18 March 2009
While Syria will face the twin challenges of falling domestic oil production and lower crude prices this year, the government has moved to reinforce the competitiveness of the national energy sector by improving efficiencies within the country's oil industry and encouraging domestic conservation.

In a bid to improve Syria's rate of upstream production and exports, the government has moved to restructure the country's sizeable hydrocarbons industry, streamlining the sector's bureaucracy and limiting local consumption through new conservation measures.

On February 24, President Bashar Al Assad ratified a series of laws establishing two new state bodies to oversee operations in the energy sector, with a clear separation of upstream and downstream activities.

Under the legislation, the array of state-owned companies will be grouped under one of two new entities. The General Organisation for Refining and Distribution of Petroleum Products (GORDPP) will be responsible for the refining and distribution of oil products, while the General Organisation for Petroleum (GOP) will be charged with exploration, production, transportation of petroleum and gas processing. Though autonomous, the two companies will report to the minister of petroleum and mineral resources.

The Syrian Petroleum Company (SPC), Syrian Gas Company and the Syrian Company for Oil Transport will all be affiliated with the GOP. GORDPP, meanwhile, will take the Homs Refinery Company, Banias Refinery Company, Syrian Company for Distribution of Gas and the Syrian Company for Storage and Distribution of Petroleum Products under its wing.

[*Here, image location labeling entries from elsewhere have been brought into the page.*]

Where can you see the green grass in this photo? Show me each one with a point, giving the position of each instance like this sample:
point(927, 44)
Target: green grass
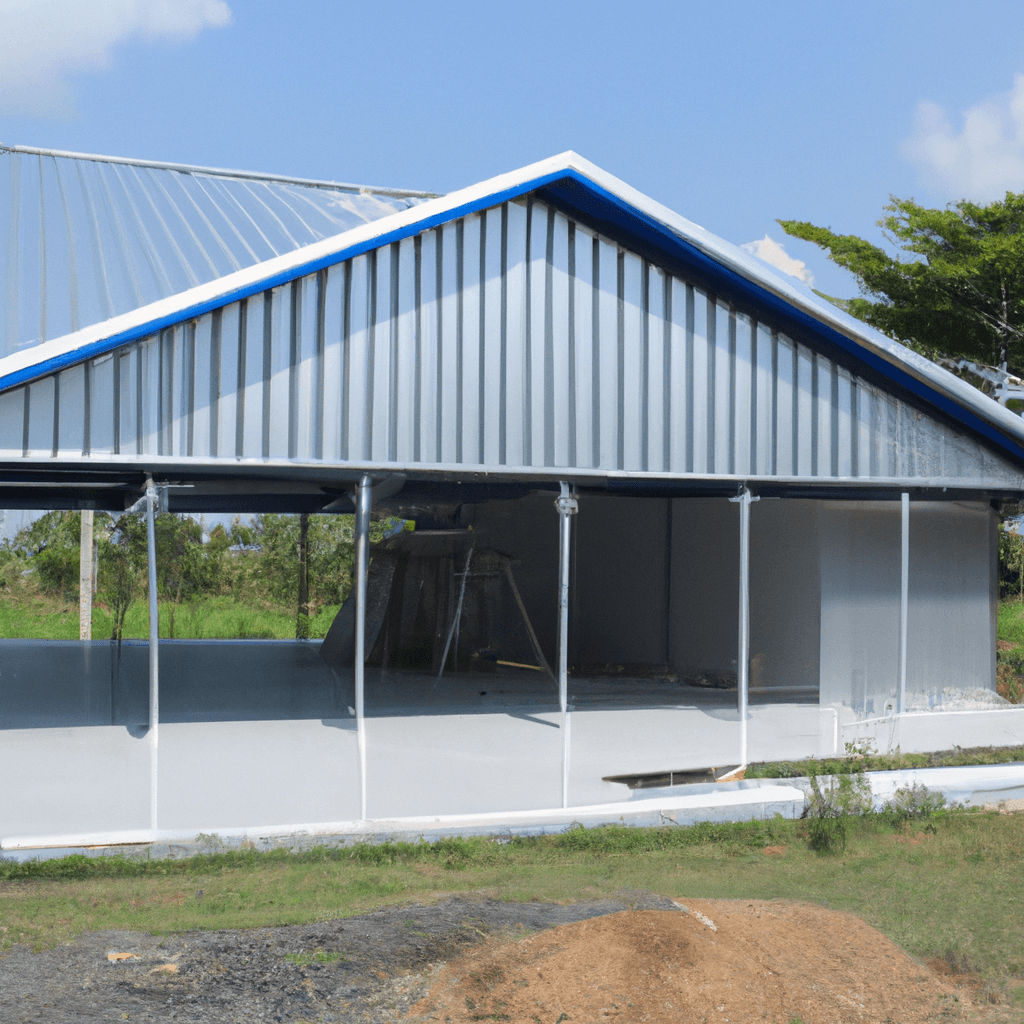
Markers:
point(947, 887)
point(1011, 622)
point(210, 619)
point(885, 762)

Speaking to local media the day the laws were enacted, Syria's oil minister, Sufian Al Alao, said the government hopes that by streamlining many of the operations of the energy sector it will reduce costs and improve efficiency, ending the duplication of activities by various state energy firms and allowing them to focus on core activities. According to the government, this improved productivity should further encourage overseas investors to enter into joint ventures with the state's energy firms.

According to figures released by the Ministry of Petroleum and Mineral Resources in early February, oil production fell by 2.8% last year, with output averaging 369,288 barrels per day (bpd) compared to 380,000 bpd in 2007.

Of total production, the state-owned SPC averaged 195,475 bpd while output from joint ventures between international companies and SPC produced 173,813 bpd, the ministry report stated.

Similarly, Syria's budget deficit, estimated at $5.3bn for 2009, or around 9.24% of GDP, could increase, while GDP could fall should oil prices fail to rise from their current levels. The budget's revenue figures were based on an estimated price of $51 per barrel for light crude and $42 per barel for local heavy crude. With light crude trading at around $47 a barrel in early March, and the price of heavy crude drifting between $40 and $45, there is no guarantee that income projections will be met.

Nor does Syria have the option of boosting output to increase income. At best, wellhead production is expected to remain at 2008 levels, though that is likely to prove somewhat challenging due to reserves drying up, with some wells stopping production altogether and operating fields having less oil to pump.

Rising domestic demand coupled with the fall in production has put Syria in the position of being a net importer of certain grades of oil, especially light crude. A recent study conducted by Syrian economist Ziad Arbash showed domestic oil consumption had risen to 349,000 bpd by the end of 2007, more than double the 153,000 bpd of the early 1990s.

With demand predicted to grow by 5% annually until 2010 and 4% for each of the five subsequent years, according to a report by the Syrian news agency SANA in late February, the country will be increasingly reliant on imports to make up the production shortfall.

Syria is also trying to make the most of existing reserves by promoting improved energy usage at home, with the parliament passing legislation in mid-February that revised the drafting of new building codes, mandating higher levels of energy efficiency and the rationalisation of consumption.

Careful husbanding of oil reserves may extend the life of the sector somewhat, but comprehensive structural reforms like these will not only help boost production but improve the attractiveness of the country's upstream sector. While Syria does face some significant challenges maintaining current rates of domestic upstream production, it is evident that the government does have a clear vision of how to ensure the sector's sustainability.